The skateboarder in the drawing starts down the left side of the ramp with an initial speed of 5.4 m/s. If nonconservative forces, such as kinetic friction and air resistance, are negligible, what would be the height h of the highest point reached by the skateboarder on the right side of the ramp?
3 Answers
- 1 decade agoFavorite Answer
KEbottom = PEtop
(1/2)mv^2 = mgh
mass cancels out
(1/2)v^2 = gh
solve for h
((1/2)v^2)/g = h
((1/2)(5.4m/s)^2)/(9.8m/s^2) = h
h = 1.49m
- 1 decade ago
The conservation of energy gives that E = T + V at all times, where E is the total energy, T is the kinetic energy, and V is the potential. At the start, the skateboarder has T1 = 1/2mv^2 and V1=0, at the peak of his run, he has T2=0 and V2 = mgh, then,
E = T1 + 0 = 0 + V2
T1 = V2
1/2mv^2 = mgh.
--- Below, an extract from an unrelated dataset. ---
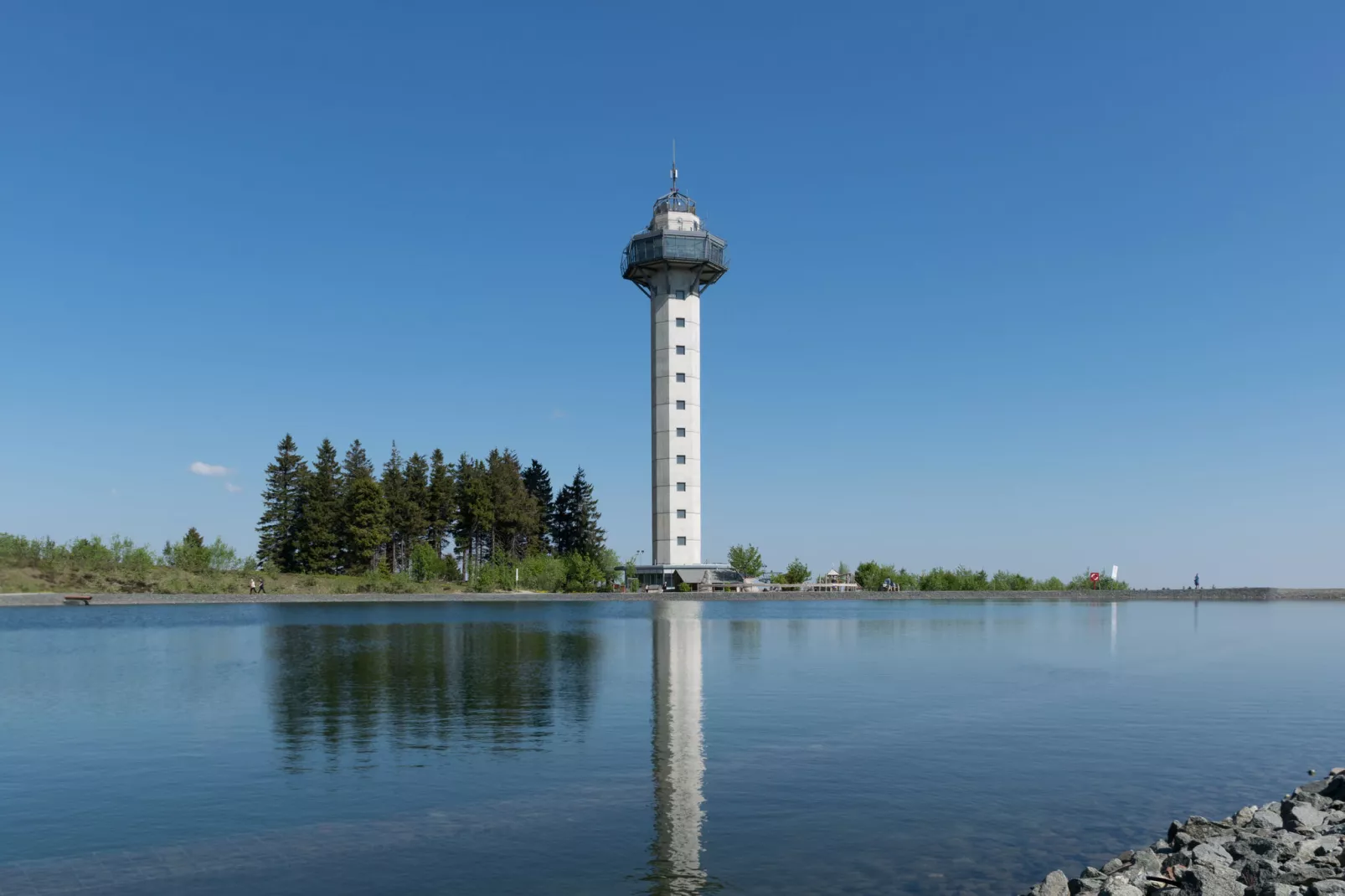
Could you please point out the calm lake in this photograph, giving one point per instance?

Solving for h:
h = v^2/(2g). Where the v here is the initial velocity, and g is the acceleration due to gravity.
- 1 decade ago
Okay. Well Kinetic Energy (energy of a moving object that has mass) is equal to 1/2mv^2 (one half mass x (velocity squared)).
So, solving this equation we would have to say that at the highest point of the other side of the ramp, the skate boarder would no longer have Kinetic Energy. We know this because when an object is moving straight up (and in this problem I am assuming the skate boarder is) its velocity becomes zero upon reaching the highest point. Just imagine throwing a ball straight up, it will stop before it changes direction and comes back down. So knowing this we know that the velocity at the highest point will be zero. Since the velocity of the skate boarder is 0 and if you plug zero 0 into the equation for Kinetic energy your answer will be 0. So, Kinetic Energy at the highest point is 0.
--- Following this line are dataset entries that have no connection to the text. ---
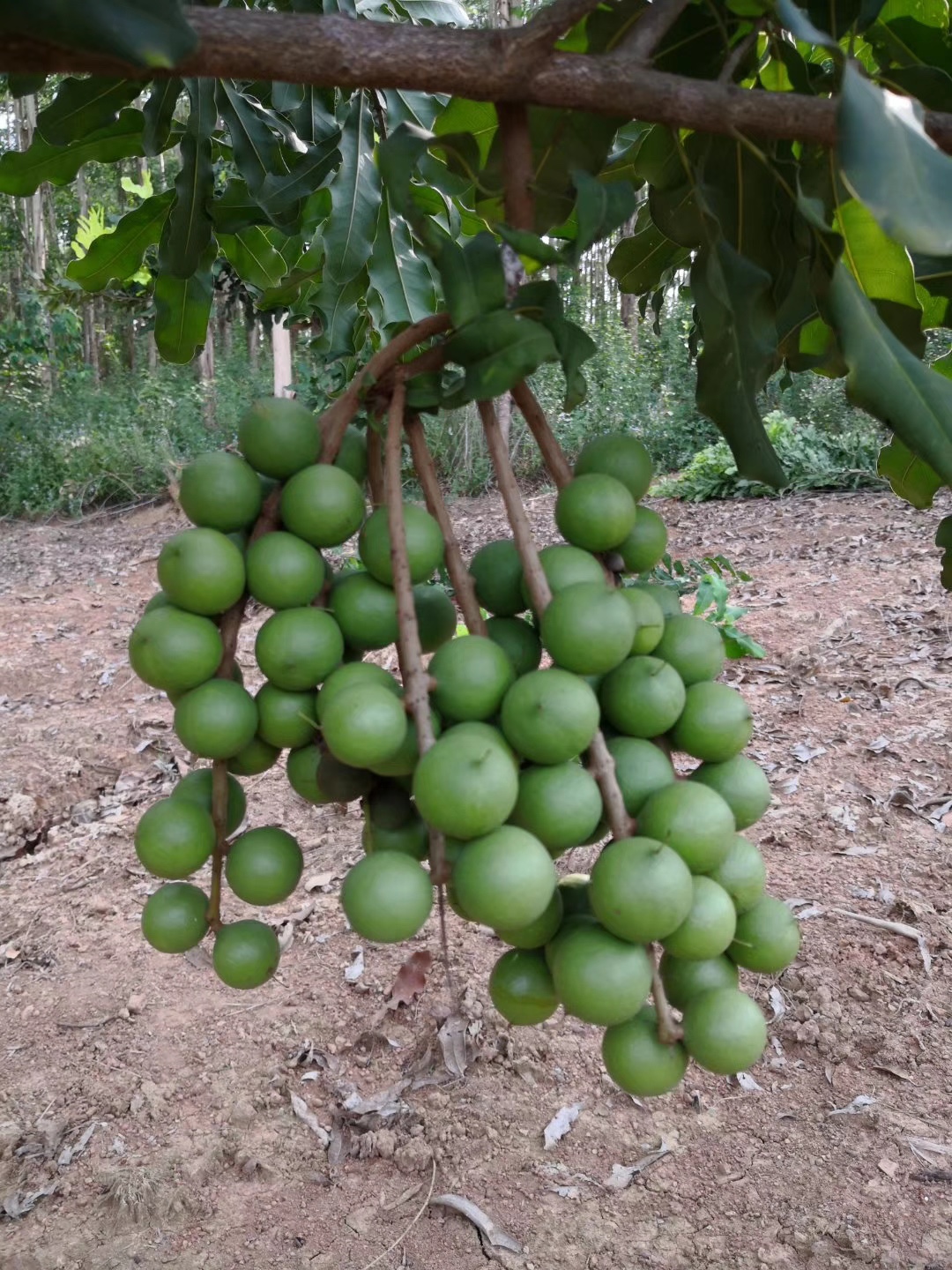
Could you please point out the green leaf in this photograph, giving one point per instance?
(143, 32)
(909, 476)
(496, 351)
(889, 381)
(120, 254)
(84, 106)
(400, 279)
(893, 165)
(733, 299)
(22, 173)
(354, 195)
(182, 309)
(159, 112)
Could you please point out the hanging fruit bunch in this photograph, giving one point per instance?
(479, 770)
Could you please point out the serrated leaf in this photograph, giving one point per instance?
(398, 274)
(120, 254)
(182, 309)
(354, 195)
(893, 165)
(159, 112)
(889, 381)
(22, 173)
(909, 476)
(143, 32)
(84, 106)
(496, 351)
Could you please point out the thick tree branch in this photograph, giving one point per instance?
(487, 65)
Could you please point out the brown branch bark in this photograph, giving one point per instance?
(533, 415)
(460, 576)
(487, 65)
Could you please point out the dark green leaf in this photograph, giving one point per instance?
(893, 167)
(22, 173)
(182, 309)
(159, 112)
(120, 254)
(84, 106)
(909, 476)
(889, 381)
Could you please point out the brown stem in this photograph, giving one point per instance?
(334, 421)
(460, 576)
(668, 1029)
(375, 467)
(553, 456)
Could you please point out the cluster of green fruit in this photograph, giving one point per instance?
(504, 781)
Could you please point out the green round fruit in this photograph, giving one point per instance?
(767, 938)
(386, 897)
(365, 724)
(466, 785)
(219, 492)
(522, 990)
(197, 788)
(412, 839)
(216, 721)
(537, 934)
(254, 758)
(640, 889)
(264, 866)
(724, 1032)
(686, 979)
(366, 611)
(424, 544)
(297, 648)
(201, 572)
(741, 874)
(550, 716)
(348, 676)
(496, 573)
(692, 820)
(598, 977)
(518, 640)
(564, 565)
(640, 767)
(472, 676)
(505, 879)
(559, 804)
(693, 646)
(715, 723)
(245, 954)
(588, 629)
(175, 651)
(574, 889)
(645, 544)
(283, 572)
(286, 719)
(637, 1061)
(649, 620)
(709, 927)
(643, 698)
(352, 455)
(175, 918)
(175, 839)
(435, 616)
(619, 455)
(741, 784)
(279, 437)
(594, 512)
(323, 504)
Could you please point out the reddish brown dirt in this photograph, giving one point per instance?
(196, 1159)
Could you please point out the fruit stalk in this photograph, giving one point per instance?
(456, 565)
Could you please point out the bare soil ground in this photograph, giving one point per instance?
(841, 1156)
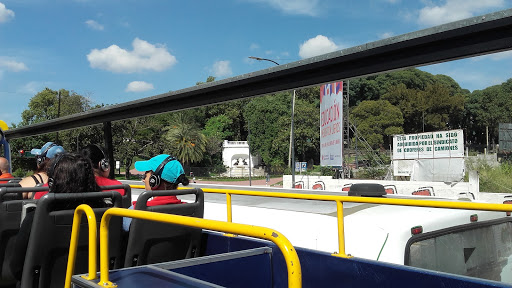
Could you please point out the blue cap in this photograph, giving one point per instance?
(50, 153)
(172, 170)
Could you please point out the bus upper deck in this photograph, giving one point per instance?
(228, 261)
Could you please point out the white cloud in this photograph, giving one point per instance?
(299, 7)
(139, 86)
(317, 46)
(386, 35)
(94, 25)
(222, 69)
(12, 65)
(453, 10)
(31, 87)
(144, 57)
(5, 14)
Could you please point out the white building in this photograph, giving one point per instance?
(235, 156)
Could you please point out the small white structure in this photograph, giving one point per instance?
(235, 156)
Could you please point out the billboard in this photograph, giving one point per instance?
(430, 156)
(331, 124)
(428, 145)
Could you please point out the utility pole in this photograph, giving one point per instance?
(291, 154)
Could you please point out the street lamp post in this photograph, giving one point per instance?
(291, 156)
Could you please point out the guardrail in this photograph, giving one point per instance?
(77, 217)
(354, 199)
(289, 253)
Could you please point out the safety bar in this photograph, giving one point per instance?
(341, 199)
(73, 245)
(289, 253)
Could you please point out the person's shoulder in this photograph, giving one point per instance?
(103, 181)
(27, 182)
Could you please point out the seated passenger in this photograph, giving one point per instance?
(4, 169)
(162, 172)
(43, 157)
(64, 167)
(100, 166)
Since energy is always conserved, the starting Kinetic energy should equal the final Potential energy. Potential energy expressed by the equation PE=mgh (mass x gravity x height above the zero level). The zero level is going to be the height from which the skate boarder started from on the left side of the ramp.
Next, we know Total Energy from the start equals Total Energy at the end. Total energy is expressed by the equation TE=KE+PE (total energy = kinetic energy + potential energy). Since the object starts at the zero level, h in the PE equation will equal zero. So PE equals zero for TEa (total energy at the start); TEa=KE. And since Kinetic energy is zero at the end KE drops out of TEb (total energy at the end) so TEb=PE. Now since TEa=TEb and TEa=KE and TEb=PE then KE=PE. Or, 1/2mv^2=mgh.
Now to try and make this look prettier.
TEa=KE+PE
TEa=1/2mv^2+mgh
TEa=1/2m(5.4)^2 + m9.8(0)
TEa=14.58m
TEb=KE+PE
TEb=1/2mv^2+mgh (v=0 because its at its highest point)
TEb=1/2m(0)^2 + m(9.8)h
TEb=(9.8)mh
TEa=TEb
(14.58)m=(9.8)mh (m's cancel)
(14.58)/(9.8)=h
h=1.49 meters above the zero level
Hope that makes sense.